Nous nous mobilisons pour en faire plus.

Le PDG de la Société américaine de financement du développement international, Scott Nathan, dirige notre délégation interinstitutions au sommet de cette année et s’adressera au groupe sous peu.

Je laisserai l’annonce à Scott, mais je suis heureux de partager que le DFC fournira un nouveau financement majeur pour le Fonds d’investissement des Trois Mers, qui catalysera encore plus d’investissements privés dans la région.

Il y a une raison pour laquelle le président Biden, le vice-président Harris, le secrétaire à la Défense Austin, le secrétaire au Commerce Raimundo et moi-même – parmi tant d’autres dans cette administration – nous sommes rendus dans la région des Trois Mers l’année dernière.

Nous savons que cet effort compte plus que jamais.

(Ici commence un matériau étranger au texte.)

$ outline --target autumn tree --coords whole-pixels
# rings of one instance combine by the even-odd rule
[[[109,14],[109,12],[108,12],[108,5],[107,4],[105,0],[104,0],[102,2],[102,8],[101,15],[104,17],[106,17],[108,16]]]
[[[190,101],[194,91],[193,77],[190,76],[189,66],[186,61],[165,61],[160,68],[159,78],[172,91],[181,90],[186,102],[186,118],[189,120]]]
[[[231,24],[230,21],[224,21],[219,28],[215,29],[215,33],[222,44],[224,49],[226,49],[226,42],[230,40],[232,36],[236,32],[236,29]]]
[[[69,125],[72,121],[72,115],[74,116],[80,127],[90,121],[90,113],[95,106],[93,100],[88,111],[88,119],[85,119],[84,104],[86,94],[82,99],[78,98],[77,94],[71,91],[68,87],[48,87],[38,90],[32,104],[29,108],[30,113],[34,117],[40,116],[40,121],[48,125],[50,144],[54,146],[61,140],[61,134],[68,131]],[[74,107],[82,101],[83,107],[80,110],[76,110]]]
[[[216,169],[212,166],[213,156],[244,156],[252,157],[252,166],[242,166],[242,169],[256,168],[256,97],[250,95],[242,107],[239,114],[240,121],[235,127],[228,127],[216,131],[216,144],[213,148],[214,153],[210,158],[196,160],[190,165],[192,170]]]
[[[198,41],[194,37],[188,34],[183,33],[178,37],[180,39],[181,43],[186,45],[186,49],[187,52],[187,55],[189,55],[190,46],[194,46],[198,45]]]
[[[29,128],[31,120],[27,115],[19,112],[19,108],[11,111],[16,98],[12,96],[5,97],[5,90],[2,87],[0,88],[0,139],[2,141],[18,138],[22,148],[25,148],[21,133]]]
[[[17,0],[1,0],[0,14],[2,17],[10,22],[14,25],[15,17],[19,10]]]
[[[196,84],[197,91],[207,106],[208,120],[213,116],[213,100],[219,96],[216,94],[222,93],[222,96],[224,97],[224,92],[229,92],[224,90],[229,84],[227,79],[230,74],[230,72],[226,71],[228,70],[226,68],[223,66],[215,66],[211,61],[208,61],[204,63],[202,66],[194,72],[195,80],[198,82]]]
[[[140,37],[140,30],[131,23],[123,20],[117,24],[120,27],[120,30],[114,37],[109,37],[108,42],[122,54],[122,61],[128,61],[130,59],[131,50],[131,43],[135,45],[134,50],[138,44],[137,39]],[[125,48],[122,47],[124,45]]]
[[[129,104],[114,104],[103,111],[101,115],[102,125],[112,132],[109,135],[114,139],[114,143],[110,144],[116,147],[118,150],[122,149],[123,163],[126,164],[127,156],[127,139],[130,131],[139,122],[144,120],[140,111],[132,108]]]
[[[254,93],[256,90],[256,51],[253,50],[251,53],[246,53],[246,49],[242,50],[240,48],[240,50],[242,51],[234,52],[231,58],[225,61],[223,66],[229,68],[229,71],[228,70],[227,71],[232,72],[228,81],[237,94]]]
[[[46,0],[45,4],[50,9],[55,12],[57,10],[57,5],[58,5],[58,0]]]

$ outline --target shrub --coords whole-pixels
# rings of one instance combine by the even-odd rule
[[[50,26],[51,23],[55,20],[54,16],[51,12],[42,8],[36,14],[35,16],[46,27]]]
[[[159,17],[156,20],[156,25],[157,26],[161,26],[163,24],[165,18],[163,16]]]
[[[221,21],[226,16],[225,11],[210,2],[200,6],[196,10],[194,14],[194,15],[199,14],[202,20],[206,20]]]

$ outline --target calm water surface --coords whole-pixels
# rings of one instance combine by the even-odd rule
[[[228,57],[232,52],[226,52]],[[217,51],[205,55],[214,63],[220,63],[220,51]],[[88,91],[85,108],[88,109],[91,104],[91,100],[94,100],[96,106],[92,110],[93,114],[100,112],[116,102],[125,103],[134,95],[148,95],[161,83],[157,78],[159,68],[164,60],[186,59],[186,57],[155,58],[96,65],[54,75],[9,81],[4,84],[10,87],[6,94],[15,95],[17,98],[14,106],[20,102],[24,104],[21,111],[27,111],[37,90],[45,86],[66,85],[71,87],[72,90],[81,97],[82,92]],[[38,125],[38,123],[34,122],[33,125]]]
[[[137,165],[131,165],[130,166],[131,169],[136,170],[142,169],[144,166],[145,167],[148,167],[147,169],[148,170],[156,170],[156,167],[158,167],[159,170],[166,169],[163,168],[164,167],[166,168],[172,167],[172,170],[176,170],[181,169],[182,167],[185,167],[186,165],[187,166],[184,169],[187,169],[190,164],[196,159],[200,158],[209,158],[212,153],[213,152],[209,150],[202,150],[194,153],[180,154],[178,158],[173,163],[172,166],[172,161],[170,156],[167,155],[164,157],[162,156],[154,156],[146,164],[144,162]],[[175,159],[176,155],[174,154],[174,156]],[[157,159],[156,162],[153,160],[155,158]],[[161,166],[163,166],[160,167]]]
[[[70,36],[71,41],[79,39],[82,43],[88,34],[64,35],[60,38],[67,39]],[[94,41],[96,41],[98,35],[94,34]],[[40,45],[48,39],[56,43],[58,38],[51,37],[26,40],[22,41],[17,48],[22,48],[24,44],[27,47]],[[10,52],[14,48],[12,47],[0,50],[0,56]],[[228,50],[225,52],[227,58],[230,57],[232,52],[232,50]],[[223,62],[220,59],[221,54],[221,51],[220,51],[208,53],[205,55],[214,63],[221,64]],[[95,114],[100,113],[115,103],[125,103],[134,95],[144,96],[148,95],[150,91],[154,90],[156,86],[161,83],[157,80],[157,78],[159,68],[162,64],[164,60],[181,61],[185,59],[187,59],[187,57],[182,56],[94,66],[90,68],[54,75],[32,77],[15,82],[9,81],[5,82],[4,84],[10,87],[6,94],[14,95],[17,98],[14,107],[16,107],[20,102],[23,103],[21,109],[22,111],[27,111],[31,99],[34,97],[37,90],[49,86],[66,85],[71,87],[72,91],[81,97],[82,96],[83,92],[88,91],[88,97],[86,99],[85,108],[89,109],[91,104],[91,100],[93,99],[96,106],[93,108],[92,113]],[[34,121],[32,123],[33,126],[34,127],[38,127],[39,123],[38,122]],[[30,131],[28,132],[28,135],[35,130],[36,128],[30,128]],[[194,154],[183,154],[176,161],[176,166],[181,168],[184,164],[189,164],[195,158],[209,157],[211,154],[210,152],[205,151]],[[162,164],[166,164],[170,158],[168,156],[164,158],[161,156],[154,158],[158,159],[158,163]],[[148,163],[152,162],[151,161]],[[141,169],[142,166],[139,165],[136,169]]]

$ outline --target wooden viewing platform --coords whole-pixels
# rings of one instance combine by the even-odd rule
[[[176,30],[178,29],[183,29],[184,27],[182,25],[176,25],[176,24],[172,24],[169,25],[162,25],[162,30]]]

C’est important pour faire progresser la prospérité à long terme de l’Europe centrale et orientale.

C’est important pour le renforcement d’une Europe unie, démocratique et libre.

Elle est importante pour renforcer la résilience des Alliés sur le flanc oriental de l’OTAN.

Et en fin de compte, il est important de montrer que – si nous travaillons ensemble – les démocraties peuvent répondre aux besoins les plus fondamentaux de nos peuples.

Pour toutes ces raisons et plus encore, je vous souhaite un sommet très productif.